%> git clone https://github.com/helixscript/AAVengeR
%> cd AAVengeR
%> ./aavenger.R --list.available.genomes
Available genomes:
refGenome dataSize
----------- ----------
canFam3 13 GB
hg38 17 GB
hs1 17 GB
mm10 15 GB
mm9 15 GB
rheMac10 16 GB
sacCer3 68 MB
%> ./aavenger.R --install.genome sacCer3
%> ./aavenger.R --install.genome hg38
# Build one of the provided test data set configurations.

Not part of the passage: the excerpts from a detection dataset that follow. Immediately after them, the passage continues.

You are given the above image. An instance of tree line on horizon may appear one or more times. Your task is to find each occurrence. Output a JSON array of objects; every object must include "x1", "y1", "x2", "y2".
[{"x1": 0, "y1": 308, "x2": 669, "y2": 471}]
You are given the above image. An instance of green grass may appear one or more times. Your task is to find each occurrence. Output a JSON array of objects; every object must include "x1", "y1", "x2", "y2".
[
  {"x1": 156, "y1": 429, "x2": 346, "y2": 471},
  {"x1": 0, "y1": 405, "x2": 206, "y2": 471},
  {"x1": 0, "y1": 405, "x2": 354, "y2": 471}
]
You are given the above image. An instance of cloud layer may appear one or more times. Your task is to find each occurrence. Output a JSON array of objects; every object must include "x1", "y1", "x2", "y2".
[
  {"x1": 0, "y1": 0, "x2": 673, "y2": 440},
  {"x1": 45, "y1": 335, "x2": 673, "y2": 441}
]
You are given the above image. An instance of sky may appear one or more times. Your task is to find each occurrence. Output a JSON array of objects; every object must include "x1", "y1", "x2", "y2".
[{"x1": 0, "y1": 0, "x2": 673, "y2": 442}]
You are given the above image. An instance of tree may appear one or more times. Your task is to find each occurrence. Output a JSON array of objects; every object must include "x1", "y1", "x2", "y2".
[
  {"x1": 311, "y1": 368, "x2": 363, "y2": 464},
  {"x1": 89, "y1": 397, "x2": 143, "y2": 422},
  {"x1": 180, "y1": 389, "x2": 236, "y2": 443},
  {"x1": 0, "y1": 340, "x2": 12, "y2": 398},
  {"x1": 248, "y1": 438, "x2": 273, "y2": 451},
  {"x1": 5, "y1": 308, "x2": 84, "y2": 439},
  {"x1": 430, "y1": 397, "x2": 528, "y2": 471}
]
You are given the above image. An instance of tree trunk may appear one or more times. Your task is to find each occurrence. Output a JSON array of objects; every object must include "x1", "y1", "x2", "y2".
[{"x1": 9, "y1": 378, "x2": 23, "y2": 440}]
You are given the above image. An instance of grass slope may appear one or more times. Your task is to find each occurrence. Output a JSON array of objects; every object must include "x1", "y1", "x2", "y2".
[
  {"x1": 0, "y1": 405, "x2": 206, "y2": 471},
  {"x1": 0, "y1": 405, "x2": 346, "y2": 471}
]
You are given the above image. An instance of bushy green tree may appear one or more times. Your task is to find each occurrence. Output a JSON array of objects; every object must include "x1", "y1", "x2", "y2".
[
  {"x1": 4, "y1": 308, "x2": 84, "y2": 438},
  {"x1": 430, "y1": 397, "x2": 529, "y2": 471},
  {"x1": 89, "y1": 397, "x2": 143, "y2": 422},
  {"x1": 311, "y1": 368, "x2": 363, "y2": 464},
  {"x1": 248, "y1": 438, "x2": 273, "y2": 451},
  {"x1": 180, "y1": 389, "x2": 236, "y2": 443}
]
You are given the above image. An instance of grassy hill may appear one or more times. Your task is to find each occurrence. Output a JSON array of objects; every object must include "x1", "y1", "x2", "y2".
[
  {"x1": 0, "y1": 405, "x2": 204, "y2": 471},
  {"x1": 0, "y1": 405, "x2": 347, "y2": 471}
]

%> ./buildRunSynSeqData.R data/configFiles/buildSynSeqData_hg38_integrase_100_sites_set1.yml
%> cat data/tests/hg38_integrase_100_sites_set1/result.tsv
exp nSites set percentUniqueRecovery percentTotalRecovery unexpectedSites leaderSeqDist.meanleaderSeqDist.sd
integrase 100 1 90.0% 99.0% 0 0 0
AAVengeR requires two configuration files. The first configuration file contains the list of modules to run, module specific processing parameters, paths to resources, and the path to the second configuration file which defines sample specific parameters. The sample configuration file contains sample specific information such as barcode sequences for demultiplexing, linker sequences, and reference genome against which reads should be aligned.
aavenger.R config.yml
Vector rearrangements
AAVengeR is typically used with data sets where sequencing data captures portions of LTR / ITR sequences followed by genomic junctures and flanking genomic DNA. AAVengeR, via its anchorReadRearrangement module, can estimate the percentage of sequencing reads associated with rearranged vector forms when sequencing reads face inward rather than outward. To run an inward analysis, first, update the default configuration file with the values shown below.
mode: manual
demultiplex_anchorReadsFile: Undetermined_S0_R2_001.fastq.gz # Change to match your data
demultiplex_adriftReadsFile: Undetermined_S0_R1_001.fastq.gz # Change to match your data
demultiplex_index1ReadsFile: Undetermined_S0_I1_001.fastq.gz # Change to match your data
demultiplex_sampleDataFile: sampleData.tsv # Change to match your data
modules:
- demultiplex
- anchorReadRearrangements
demultiplex_level: all
demultiplexs_CPUs: 15 # Change to match your system
anchorReadRearrangements_CPUs: 15 # Change to match your system
In your sampleData file, it is important not to include the optional anchorReadStartSeq column.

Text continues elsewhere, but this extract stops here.